34 The defendant is Aboriginal and is the Chairperson of the Wadi Wadi Coomaditchie Aboriginal Corporation. He stated his belief that he is an Aboriginal Elder and a descendant of his great-great-grandfather, Mickey Johnson, referred to as "King Mick", and his great-great-grandmother, Rosie Russell, referred to as "Queen Rose". The defendant believes that he has responsibilities to the Aboriginal community generally and to the non-Aboriginal community members to "keep our culture alive".

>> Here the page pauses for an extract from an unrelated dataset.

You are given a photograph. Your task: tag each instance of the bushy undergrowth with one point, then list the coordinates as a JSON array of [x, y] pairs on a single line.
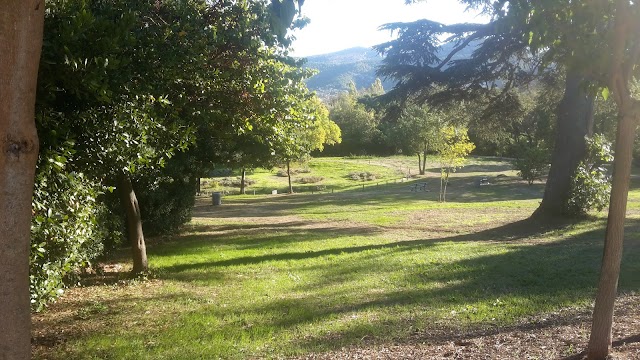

35 When the defendant was a young boy his mother pointed out to him areas including those now under development on the plaintiff's land. His mother informed him that the site was "very important" for "women's business and men's business". His mother also informed him that it was a very important place for Aboriginal culture. It was said to be a place where stones were broken down and made sharp to cut meat and clean fish and abalone. He was also informed that Aborigines used to eat there and cut grass to make baskets and little net bags. The defendant said that he knew in his heart that it is a very sacred place for Aboriginal people.
36 Mr Oshlack submitted that the Court must be careful not to consider this matter as a Native Title claim and seemed to submit that the reference to the term "Aboriginal Traditional Owner" in the caveat was relevant to the terms of s 85A of the NPW Act and also to an argument that he put in respect of s 33D of the 1967 Act. The nature of the plaintiff's title in the subject properties was described by the High Court in Fejo and Anor v Northern Territory of Australia and Anor (1998) 195 CLR 96 at 126:
An estate in fee simple is "for almost all practical purposes, the equivalent of full ownership of the land" and confers "the lawful right to exercise over, upon and in respect to, the land, every act of ownership which can enter into the imagination". It simply does not permit of the enjoyment by anyone else of any right or interest in respect of the land unless conferred by statute, by the owner of the fee simple or by a predecessor in title.
37 The caveat claims that the defendant's estate or interest in the land has been conferred on him by virtue of the statutes listed in Schedule 1 of the caveat under the heading "Nature of instrument". The alleged "facts" stated in the caveat by virtue of which the defendant claims this interest in the land are: (1) as owner of the relics on or below the surface of the land by reason of his status as a Traditional Aboriginal Owner and (2) as a person having an equitable interest in the Aboriginal objects wholly or in co-existence with the Crown. There is also reliance upon the "fact" that the defendant has brought proceedings in the Land and Environment Court to protect "Aboriginal Objects from destruction".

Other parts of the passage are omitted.